I was using Firefox and opened a new tab to make a research, but the browser didn’t show anything. I then opened Vivaldi to make the same research, but I obtained the same result.
I restarted the computer using the Magic SysRq Key and ran journalctl -b -1 | eos-sendlog from Mate Terminal.
Unfortunately, what that command returned, after uploading 584 MB was just https://clbin.com/.
% Total % Received % Xferd Average Speed Time Time Time Current
Dload Upload Total Spent Left Speed
100 584M 0 19 100 584M 0 386k 0:25:48 0:25:48 --:--:-- 336k
Is there any way to reduce the log size? I guess the log size is the issue.
Something is definitely wrong with your system, that amount of journal entries for a single boot might indicate something spamming the journal or something consistently failing. Maybe look at the journal yourself to see if you can see what’s going on?
Running out of memory (and/or filling tmpfs locations) would definitely be a reason for applications to fail to open.
I think I am currently experiencing three different issues: An issue is the messages that flood the journal, which are the messages given by AER while it’s correcting errors received from the Realtek RTL8821AE 802.11ac PCIe Wireless Network Adapter; the second issue is the one I described here; the third issue is that, apparently, the journal service is sometimes not able to stop/restart. (I keep reading an error about that, when I shut-down or restart the computer.)
I checked the memory. Endeavour OS and the applications I run don’t use more than 3.3 GB (out of 7.7 GB reported by Mate System monitor).
I also checked the space used by tmpfs locations. They don’t use more than 12 MB.
I did it now, since yesterday I was leading to my bed. I mean, I added the kernel parameter. (I didn’t reinstall Endeavour OS on this computer.

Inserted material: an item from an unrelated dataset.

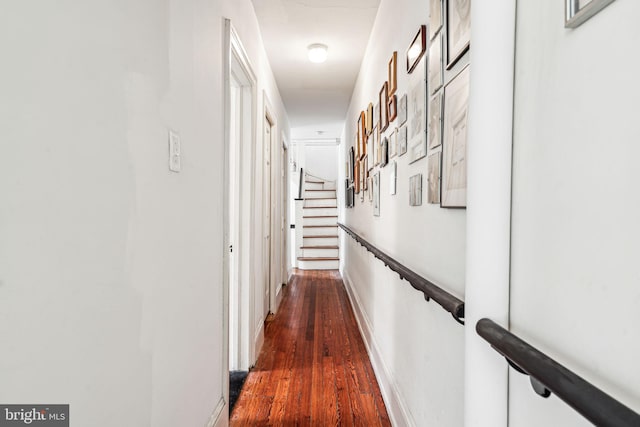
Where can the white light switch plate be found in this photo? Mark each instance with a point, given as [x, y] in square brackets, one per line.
[174, 151]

I reinstalled it on the laptop.)
I edited the /etc/default/grub file, ran sudo grub-mkconfig -o /boot/grub/grub.cfg and reboot. I checked the journal and I didn’t see any new “entry” reporting new errors.
So far, I didn’t get that issue anymore. The last time it happened, I was adding pci=noaer to the kernel parameters, on September 15/16.

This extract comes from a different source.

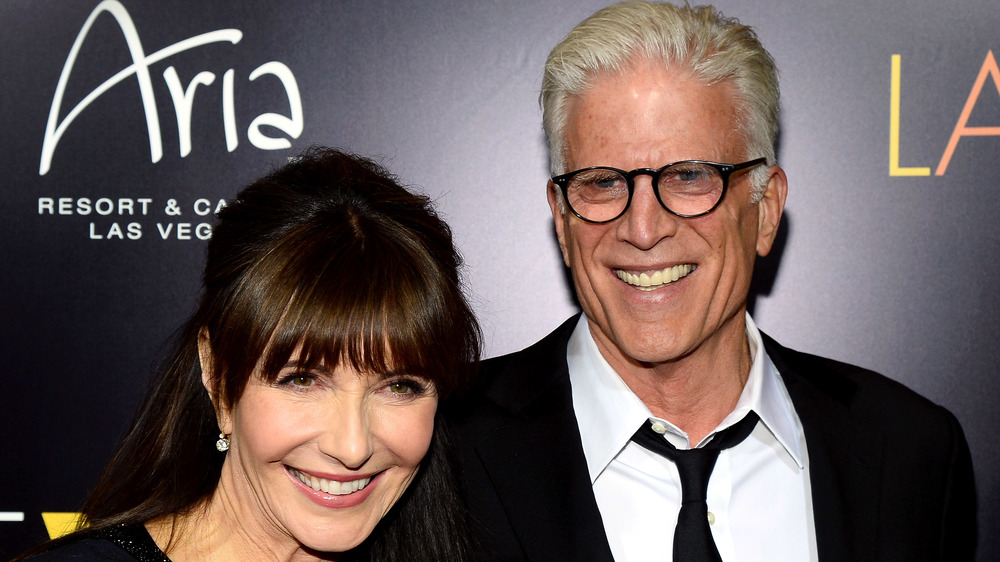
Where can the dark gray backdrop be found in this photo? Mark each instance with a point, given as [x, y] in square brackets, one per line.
[896, 273]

After I added acpi_osi='Windows 2020' to the kernel parameters, I haven’t been hit by the issue.
I checked the following post to see if they fixed a bug that could cause the issue I am experiencing. (I know, the fact I was using Firefox when I was not able to open new applications is just a coincidence.)
I only found this note, which isn’t my case, as Firefox was simply not able to connect to sites. Firefox 104.0.2 has been released on September 6, then; if the issue they fixed was causing the issue I reported, I should not have that issue on September 15/16.
Fixed an issue causing some users to crash in out-of-memory conditions (bug 1774155).
This is and was confusing to me. That’s why i asked if you reinstalled. So you originally had the flooding of error messages and i asked you to try pci=noaer This got rid of the flooding or the error messages related to pci-e & this was causing Firefox and other apps to not function properly. Did this kernel parameter alleviate this issue?
Then i said maybe you should try acpi_osi=“Windows 2020”
Was it already working properly after pci=noaer or was it the acpi_osi=“Windows 2020” kernel paramter that made the difference? If it is working fine then i would leave both.
The last time I had this issue was after I added pci=noaer to the /etc/default/grub file, but before sudo grub-mkconfig -o /boot/grub/grub.cfg would return and I could reboot the computer. That happened on September 16.
On September 17, I added acpi_osi='Windows 2020' to the /etc/default/grub file, ran sudo grub-mkconfig -o /boot/grub/grub.cfg, and rebooted the computer.
The issue I described doesn’t happen all the times I use the computer. I could wait a week before it happens again, or it could happen after two days. That’s why I said I am waiting it happens again.